Despite the findings intriguing social scientists everywhere, the team eventually found that their paper was ripe with discrepancies, and lead author Michael LaCour never produced the raw data to address them.
Cut to now when Broockman and Kalla released their own study that tests the same canvassing technique, only this time examining its effects on transgender people.
The results are, surprisingly, the same: the canvassing strategy can reduce biases.
"Journalists were still calling us about LaCour when the first wave of data were coming in from our study," Broockman said. "It was terrifying."
Regardless of skepticism, the current study uses reliable data and analyses.
"The data are solid and the analysis convincing," said Gabriel Lenz, a political scientist at UC Berkeley who verified the validity of the data, although he says that the effect is "so large and enduring that many researchers will be skeptical."

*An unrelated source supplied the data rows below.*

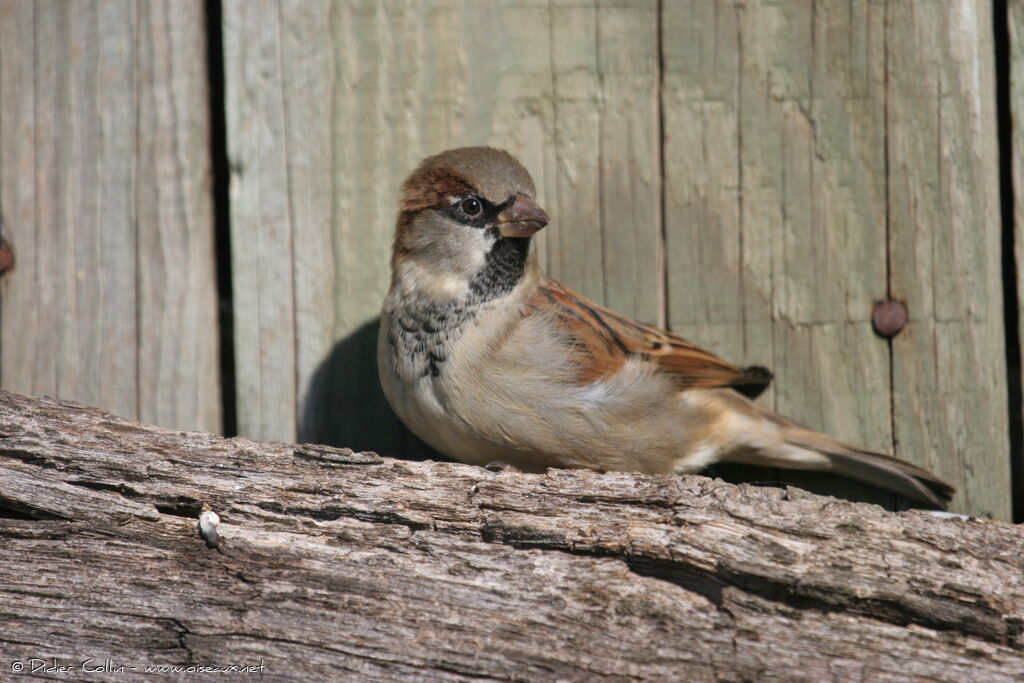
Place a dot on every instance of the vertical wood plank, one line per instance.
(1015, 29)
(949, 364)
(178, 343)
(342, 99)
(74, 308)
(810, 173)
(261, 221)
(775, 204)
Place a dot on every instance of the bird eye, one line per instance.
(471, 207)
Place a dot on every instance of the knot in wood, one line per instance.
(889, 317)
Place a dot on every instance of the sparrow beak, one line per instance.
(521, 219)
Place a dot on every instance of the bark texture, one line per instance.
(342, 564)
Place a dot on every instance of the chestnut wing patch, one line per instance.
(604, 340)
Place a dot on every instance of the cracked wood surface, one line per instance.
(349, 565)
(104, 198)
(756, 173)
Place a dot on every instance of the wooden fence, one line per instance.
(755, 174)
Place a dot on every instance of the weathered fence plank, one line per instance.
(798, 155)
(1015, 30)
(794, 133)
(949, 383)
(331, 104)
(104, 196)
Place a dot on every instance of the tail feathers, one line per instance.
(876, 468)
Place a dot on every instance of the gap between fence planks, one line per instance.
(348, 565)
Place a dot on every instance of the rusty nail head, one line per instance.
(889, 317)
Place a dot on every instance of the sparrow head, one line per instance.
(465, 219)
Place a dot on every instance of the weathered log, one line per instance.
(341, 564)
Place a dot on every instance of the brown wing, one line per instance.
(605, 340)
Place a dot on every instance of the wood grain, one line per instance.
(944, 254)
(104, 195)
(351, 566)
(794, 143)
(798, 191)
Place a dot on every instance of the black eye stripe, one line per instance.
(487, 215)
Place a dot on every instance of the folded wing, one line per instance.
(605, 340)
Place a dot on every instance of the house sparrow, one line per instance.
(486, 358)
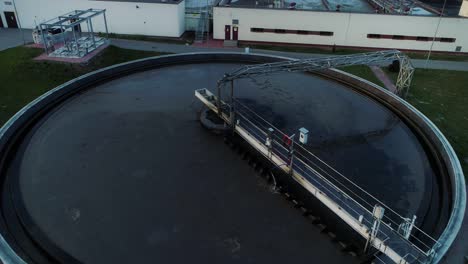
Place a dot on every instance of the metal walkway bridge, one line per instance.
(395, 236)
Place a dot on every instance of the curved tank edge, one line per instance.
(43, 102)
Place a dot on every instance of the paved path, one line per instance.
(10, 38)
(177, 48)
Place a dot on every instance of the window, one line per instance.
(256, 29)
(325, 33)
(447, 40)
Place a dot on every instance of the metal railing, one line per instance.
(395, 232)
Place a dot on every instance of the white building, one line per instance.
(144, 17)
(404, 32)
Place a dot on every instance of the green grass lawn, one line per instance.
(22, 79)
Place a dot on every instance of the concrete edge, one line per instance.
(22, 118)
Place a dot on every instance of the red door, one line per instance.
(235, 33)
(227, 32)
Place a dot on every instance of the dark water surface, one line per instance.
(124, 173)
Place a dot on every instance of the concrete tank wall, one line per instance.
(154, 19)
(10, 132)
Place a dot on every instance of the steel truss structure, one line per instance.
(315, 64)
(71, 42)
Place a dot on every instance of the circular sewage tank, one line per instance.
(116, 168)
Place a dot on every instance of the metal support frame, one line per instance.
(314, 64)
(70, 21)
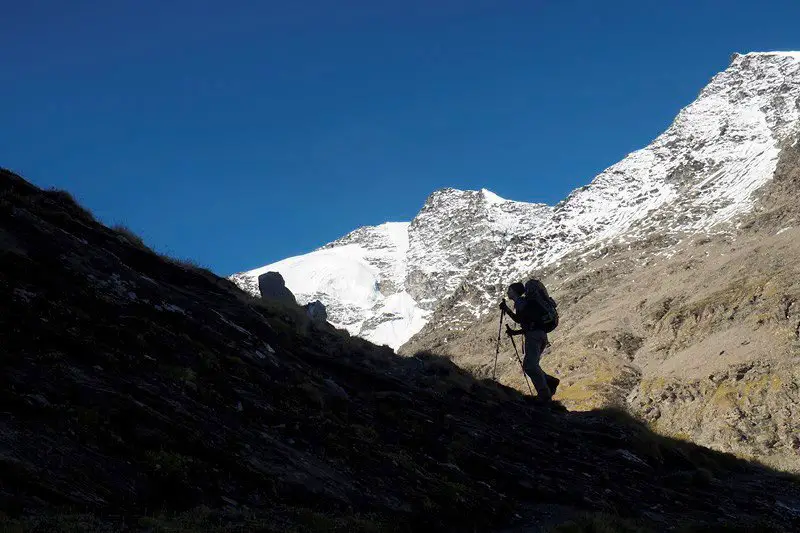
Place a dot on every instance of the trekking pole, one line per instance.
(497, 351)
(524, 375)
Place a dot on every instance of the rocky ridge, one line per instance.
(697, 176)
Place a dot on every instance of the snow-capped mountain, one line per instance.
(383, 282)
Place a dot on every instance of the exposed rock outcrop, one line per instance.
(271, 286)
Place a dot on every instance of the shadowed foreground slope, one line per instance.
(135, 386)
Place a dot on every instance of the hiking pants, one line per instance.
(535, 343)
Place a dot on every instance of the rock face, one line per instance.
(317, 312)
(271, 286)
(697, 334)
(452, 260)
(673, 265)
(132, 382)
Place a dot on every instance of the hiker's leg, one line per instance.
(534, 344)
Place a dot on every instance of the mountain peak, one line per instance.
(700, 173)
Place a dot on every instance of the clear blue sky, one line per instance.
(238, 133)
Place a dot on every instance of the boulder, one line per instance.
(317, 312)
(272, 287)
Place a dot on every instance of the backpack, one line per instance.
(539, 311)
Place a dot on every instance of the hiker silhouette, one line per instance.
(532, 316)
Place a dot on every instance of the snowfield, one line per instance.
(384, 282)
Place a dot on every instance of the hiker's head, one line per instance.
(515, 290)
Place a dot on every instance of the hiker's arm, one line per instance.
(511, 332)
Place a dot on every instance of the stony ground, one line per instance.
(142, 393)
(698, 335)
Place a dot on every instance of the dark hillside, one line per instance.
(138, 392)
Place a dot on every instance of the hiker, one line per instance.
(534, 311)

The team focuses on a persuasion technique created at the Los Angeles Lesbian, Gay, Bisexual and Transgender (LGBT) Center in California, which has been utilized in more than 13,000 face-to-face interviews over its 50-year history.
"Prejudice against transgender and gender-nonconforming people is a terrible daily reality," said David Fleischer, the center's director, which is why canvassers also make it their goal to permanently change the beliefs of the people they speak to.
The persuasion technique is called "analogic perspective taking," which asks a person to discuss an experience where they were perceived differently and treated unfairly, and then attempts to use this experience to generate sympathy for another group in this position, in this case transgender people.
"We knew from our own periodic attempts at self-measurement that we appeared to be achieving strong, lasting results," Fleischer said.
In the study, Broockman and Kalla sent 56 canvassers, some transgender and some not, to approach 501 people living in Miami. Some of the interviews focused on transgender discrimination and others on recycling, but all of them, which lasted 10 minutes each, contained a survey before and after to gauge people's beliefs on transgender people. Furthermore, follow-ups to took place up to three months later.
The results showed that the canvassing technique completely erased transgender prejudices in one in 10 people, and this change was strong enough to last at least three months. However, the results also showed that the prejudice reductions occurred regardless of the gender of the canvasser, suggesting that for the change to take effect, the interview needs to represent a victimized population.
"The findings are compelling, and it will be important to see how generalizable they are in future studies," said Diana Mutz, a political psychologist from the University of Pennsylvania.
Although the study points to the effectiveness of the analogic perspective taking method and the ability of face-to-face conversation to influence transgender prejudice, some are still skeptical of its long-term effectiveness.
"This study just showed that it could work; it didn't show exactly why it worked," said Elizabeth Levy Paluck of Princeton University. "That would be a great follow-up series of studies - to say, OK, what is the key ingredient of this canvassing conversation?"
The findings were published in the April 8 issue of Science.